You will also learn how to trick the batsmen by varying the pace, flight and length of the ball.
Great bowlers work hard at their craft. They have a number of deliveries in their armoury that they use in particular situations. A certain ball for a left hander, a variety of changes in pace, length and flight depending on the pitch, the weather and even the batsmen's score.
Batsmen are always more wary in the following situations:
- Facing the first ball of their innings
- Still to get off the mark (yet to score any runs)
- Approaching a landmark score (such as 50 or 100)
- In the last over before a break or close of play
- Sent in as a 'night watchman'
As a bowler you can exploit these situations to take more wickets so be aware of them when you play.
Varying your attack is an essential part of bowling well. If your bowling is predictable, batsmen will start to 'read' you and will begin to score heavily. Your job is to keep them guessing what you might do next!
But before you race out to the nets to try your hand at bowling inswingers and off
cutters - you need to get the basics right first. Consistent line and length are the foundations for a good and varied bowling attack.

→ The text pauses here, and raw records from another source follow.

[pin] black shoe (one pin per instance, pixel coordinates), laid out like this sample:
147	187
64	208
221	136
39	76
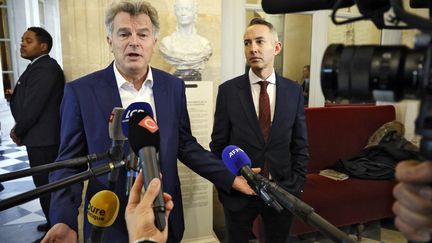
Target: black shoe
40	239
43	227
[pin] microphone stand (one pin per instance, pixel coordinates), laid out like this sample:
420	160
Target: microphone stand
301	210
54	166
80	177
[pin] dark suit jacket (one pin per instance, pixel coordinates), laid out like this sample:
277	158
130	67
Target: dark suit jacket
85	111
35	103
236	123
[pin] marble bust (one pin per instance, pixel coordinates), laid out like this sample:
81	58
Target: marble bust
184	49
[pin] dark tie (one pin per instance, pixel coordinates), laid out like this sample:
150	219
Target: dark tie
264	110
264	118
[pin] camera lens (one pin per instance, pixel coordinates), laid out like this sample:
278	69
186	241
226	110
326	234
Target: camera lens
366	73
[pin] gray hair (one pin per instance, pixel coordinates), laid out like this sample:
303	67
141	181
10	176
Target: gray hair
261	21
133	8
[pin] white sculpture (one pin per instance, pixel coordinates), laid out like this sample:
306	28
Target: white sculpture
184	49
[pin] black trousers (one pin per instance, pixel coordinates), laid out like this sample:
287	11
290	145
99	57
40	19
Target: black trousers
41	156
238	224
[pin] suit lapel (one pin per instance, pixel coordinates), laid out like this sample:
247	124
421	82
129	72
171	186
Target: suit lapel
160	98
246	100
106	91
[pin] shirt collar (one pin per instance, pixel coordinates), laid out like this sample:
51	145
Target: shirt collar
253	78
37	58
121	81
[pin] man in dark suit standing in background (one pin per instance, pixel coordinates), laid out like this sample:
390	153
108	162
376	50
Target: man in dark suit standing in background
263	114
35	106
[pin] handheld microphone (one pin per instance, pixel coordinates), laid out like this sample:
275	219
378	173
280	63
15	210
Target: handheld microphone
238	163
117	137
419	4
132	165
132	171
101	213
237	160
293	6
144	139
132	109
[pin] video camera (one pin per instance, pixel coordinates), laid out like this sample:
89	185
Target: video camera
373	72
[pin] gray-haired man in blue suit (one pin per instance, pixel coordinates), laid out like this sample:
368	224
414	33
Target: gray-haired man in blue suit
132	34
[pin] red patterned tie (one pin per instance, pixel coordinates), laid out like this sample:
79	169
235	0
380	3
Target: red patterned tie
264	118
264	110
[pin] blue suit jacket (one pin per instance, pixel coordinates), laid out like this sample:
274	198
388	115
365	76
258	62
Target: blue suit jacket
236	123
86	107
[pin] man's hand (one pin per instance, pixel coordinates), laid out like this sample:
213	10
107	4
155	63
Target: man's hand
60	233
14	137
140	219
413	206
240	184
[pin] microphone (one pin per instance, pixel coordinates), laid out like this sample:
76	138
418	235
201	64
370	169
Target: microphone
132	165
144	139
132	109
101	213
70	163
419	4
238	163
292	6
237	160
62	183
132	170
117	137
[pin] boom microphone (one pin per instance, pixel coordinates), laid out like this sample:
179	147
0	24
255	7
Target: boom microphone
419	3
144	139
101	213
132	170
238	163
293	6
117	137
132	109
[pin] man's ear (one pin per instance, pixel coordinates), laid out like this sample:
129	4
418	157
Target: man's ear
44	47
278	47
109	41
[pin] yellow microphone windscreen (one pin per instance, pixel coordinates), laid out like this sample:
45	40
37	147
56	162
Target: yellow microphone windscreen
103	208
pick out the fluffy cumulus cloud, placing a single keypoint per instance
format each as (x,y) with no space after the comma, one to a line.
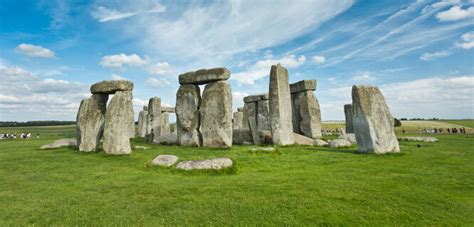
(434,55)
(467,41)
(34,51)
(25,96)
(261,68)
(456,13)
(121,60)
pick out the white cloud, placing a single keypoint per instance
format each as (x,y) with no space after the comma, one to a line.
(120,60)
(455,13)
(160,68)
(318,59)
(467,41)
(34,51)
(434,55)
(104,14)
(261,68)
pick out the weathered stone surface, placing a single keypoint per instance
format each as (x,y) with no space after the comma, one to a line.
(204,76)
(60,143)
(216,115)
(237,121)
(215,163)
(90,122)
(165,160)
(165,124)
(117,120)
(306,114)
(253,131)
(320,143)
(263,115)
(168,139)
(154,116)
(142,123)
(250,110)
(111,86)
(168,109)
(349,137)
(348,114)
(373,123)
(188,100)
(339,143)
(302,140)
(280,106)
(419,139)
(303,85)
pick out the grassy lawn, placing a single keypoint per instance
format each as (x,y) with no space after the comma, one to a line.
(299,185)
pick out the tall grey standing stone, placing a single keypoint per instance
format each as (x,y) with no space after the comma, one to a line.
(117,121)
(348,114)
(280,106)
(188,100)
(237,122)
(154,116)
(90,122)
(142,123)
(216,115)
(373,123)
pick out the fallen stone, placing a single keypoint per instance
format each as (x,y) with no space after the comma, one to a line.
(216,115)
(90,122)
(320,143)
(303,85)
(111,86)
(188,100)
(419,139)
(60,143)
(117,122)
(339,143)
(164,160)
(373,123)
(280,106)
(215,163)
(204,76)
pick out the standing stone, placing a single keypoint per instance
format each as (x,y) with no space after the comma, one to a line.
(117,121)
(90,122)
(280,106)
(373,123)
(142,123)
(237,122)
(348,113)
(216,115)
(263,114)
(154,116)
(188,100)
(165,124)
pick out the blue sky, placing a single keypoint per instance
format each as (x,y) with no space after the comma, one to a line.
(420,53)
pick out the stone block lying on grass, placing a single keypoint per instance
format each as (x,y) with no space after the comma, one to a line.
(60,143)
(165,160)
(215,164)
(420,139)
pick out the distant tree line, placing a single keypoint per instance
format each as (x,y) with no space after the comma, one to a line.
(34,123)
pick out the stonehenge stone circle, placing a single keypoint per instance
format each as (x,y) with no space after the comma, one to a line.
(373,123)
(188,100)
(111,86)
(204,76)
(306,113)
(280,106)
(216,115)
(348,115)
(117,122)
(90,121)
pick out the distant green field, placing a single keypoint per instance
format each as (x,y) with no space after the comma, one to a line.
(431,185)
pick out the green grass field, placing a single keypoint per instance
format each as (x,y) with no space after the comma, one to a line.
(299,185)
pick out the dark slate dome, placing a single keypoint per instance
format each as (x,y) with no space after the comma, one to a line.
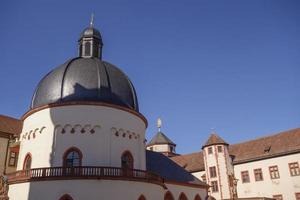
(86,78)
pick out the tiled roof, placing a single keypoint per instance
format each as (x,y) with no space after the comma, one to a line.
(168,169)
(214,139)
(269,146)
(10,125)
(191,162)
(261,148)
(160,138)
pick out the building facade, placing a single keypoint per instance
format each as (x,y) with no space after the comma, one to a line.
(266,167)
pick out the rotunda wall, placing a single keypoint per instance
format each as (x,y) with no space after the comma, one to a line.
(101,133)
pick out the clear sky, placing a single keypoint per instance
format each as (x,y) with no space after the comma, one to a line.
(229,65)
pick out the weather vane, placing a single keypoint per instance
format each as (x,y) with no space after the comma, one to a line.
(159,123)
(92,20)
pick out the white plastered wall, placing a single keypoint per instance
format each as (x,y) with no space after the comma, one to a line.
(286,185)
(3,152)
(85,189)
(48,133)
(99,189)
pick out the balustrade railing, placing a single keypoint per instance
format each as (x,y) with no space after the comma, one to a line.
(81,173)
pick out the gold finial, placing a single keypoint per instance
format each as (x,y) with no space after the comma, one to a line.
(213,130)
(92,21)
(159,123)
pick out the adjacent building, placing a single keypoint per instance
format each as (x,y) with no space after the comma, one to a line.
(84,138)
(266,167)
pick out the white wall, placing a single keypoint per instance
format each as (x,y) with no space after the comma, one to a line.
(160,148)
(85,189)
(42,136)
(99,189)
(286,185)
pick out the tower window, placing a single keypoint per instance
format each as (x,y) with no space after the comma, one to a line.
(294,169)
(212,172)
(87,48)
(171,149)
(258,174)
(13,157)
(182,197)
(72,158)
(209,150)
(214,186)
(274,172)
(127,160)
(245,177)
(27,162)
(220,149)
(203,178)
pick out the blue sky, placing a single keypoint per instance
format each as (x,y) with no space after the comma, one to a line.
(228,65)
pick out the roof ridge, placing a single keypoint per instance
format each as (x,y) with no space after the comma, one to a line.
(267,136)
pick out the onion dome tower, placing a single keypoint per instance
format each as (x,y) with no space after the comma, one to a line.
(86,78)
(83,116)
(218,167)
(161,143)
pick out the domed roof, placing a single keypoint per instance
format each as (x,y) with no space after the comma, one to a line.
(86,79)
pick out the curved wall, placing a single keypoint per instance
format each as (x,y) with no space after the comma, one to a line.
(101,133)
(85,189)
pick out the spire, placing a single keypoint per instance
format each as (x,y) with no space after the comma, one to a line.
(159,123)
(92,21)
(90,42)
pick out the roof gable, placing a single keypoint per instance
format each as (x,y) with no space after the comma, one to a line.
(283,143)
(160,138)
(214,139)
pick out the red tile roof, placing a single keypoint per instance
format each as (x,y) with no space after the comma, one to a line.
(283,143)
(10,125)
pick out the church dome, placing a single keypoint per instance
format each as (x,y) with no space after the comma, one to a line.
(86,78)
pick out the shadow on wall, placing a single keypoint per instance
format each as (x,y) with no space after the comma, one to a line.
(79,93)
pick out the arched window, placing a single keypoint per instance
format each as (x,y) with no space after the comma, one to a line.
(142,197)
(27,162)
(72,157)
(66,197)
(87,49)
(168,196)
(127,160)
(182,196)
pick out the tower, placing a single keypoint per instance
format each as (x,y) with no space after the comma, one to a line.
(218,167)
(83,125)
(161,143)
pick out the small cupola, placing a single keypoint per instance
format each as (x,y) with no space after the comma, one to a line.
(161,143)
(90,42)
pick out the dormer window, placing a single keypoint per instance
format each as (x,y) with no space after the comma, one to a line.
(267,149)
(171,149)
(209,150)
(220,149)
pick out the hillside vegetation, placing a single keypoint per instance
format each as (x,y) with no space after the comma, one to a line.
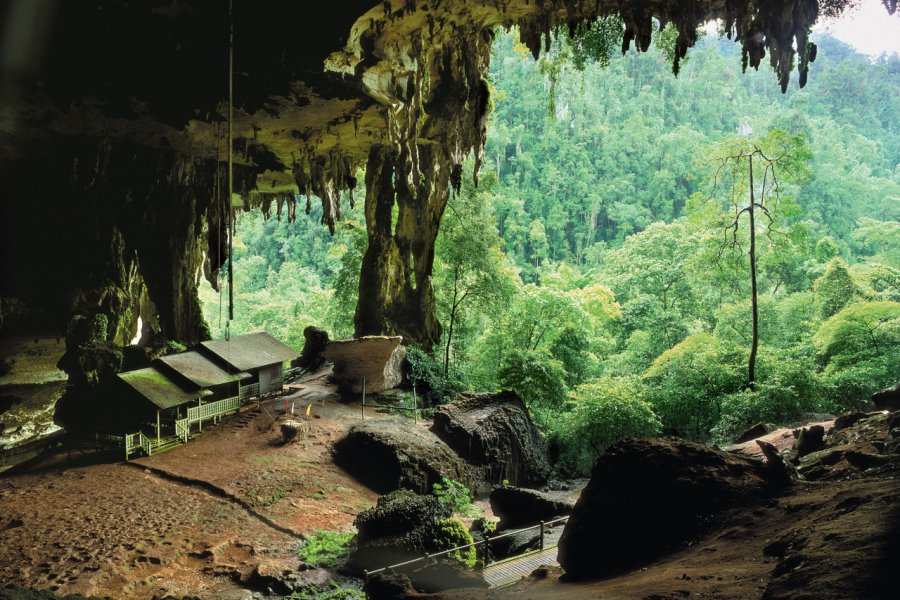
(602,268)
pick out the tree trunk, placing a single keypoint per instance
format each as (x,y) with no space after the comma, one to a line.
(754,345)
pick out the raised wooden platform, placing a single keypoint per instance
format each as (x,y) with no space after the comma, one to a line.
(510,571)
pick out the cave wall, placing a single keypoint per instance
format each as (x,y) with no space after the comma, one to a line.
(111,227)
(113,142)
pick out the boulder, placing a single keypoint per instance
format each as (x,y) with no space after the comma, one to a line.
(399,527)
(389,453)
(852,418)
(646,498)
(887,399)
(494,433)
(757,431)
(513,543)
(311,358)
(520,507)
(377,359)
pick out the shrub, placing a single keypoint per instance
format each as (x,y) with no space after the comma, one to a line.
(334,591)
(427,375)
(456,496)
(451,533)
(834,288)
(603,412)
(325,549)
(536,377)
(686,383)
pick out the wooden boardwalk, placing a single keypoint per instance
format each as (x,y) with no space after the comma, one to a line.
(510,571)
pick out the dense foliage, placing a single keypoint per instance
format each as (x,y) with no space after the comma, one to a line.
(601,268)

You cannot progress without a good foundation - so get these right to start with!
All of the deliveries described in this section are variations on the basic bowling technique. They take a great deal of practice to perfect them but they are worth the effort once you have developed a consistent line, length and pace of bowling. They are used by bowlers to mix up their deliveries and keep the batsman guessing about what the ball will do. The more variety you can build into your bowling the more the uncertain the batsman will be when facing you.
Don’t be too disappointed if you find you can’t bowl the perfect inswinger or off cutter the first time you try, remember that practice makes perfect so don’t try it for the first time ever in a match.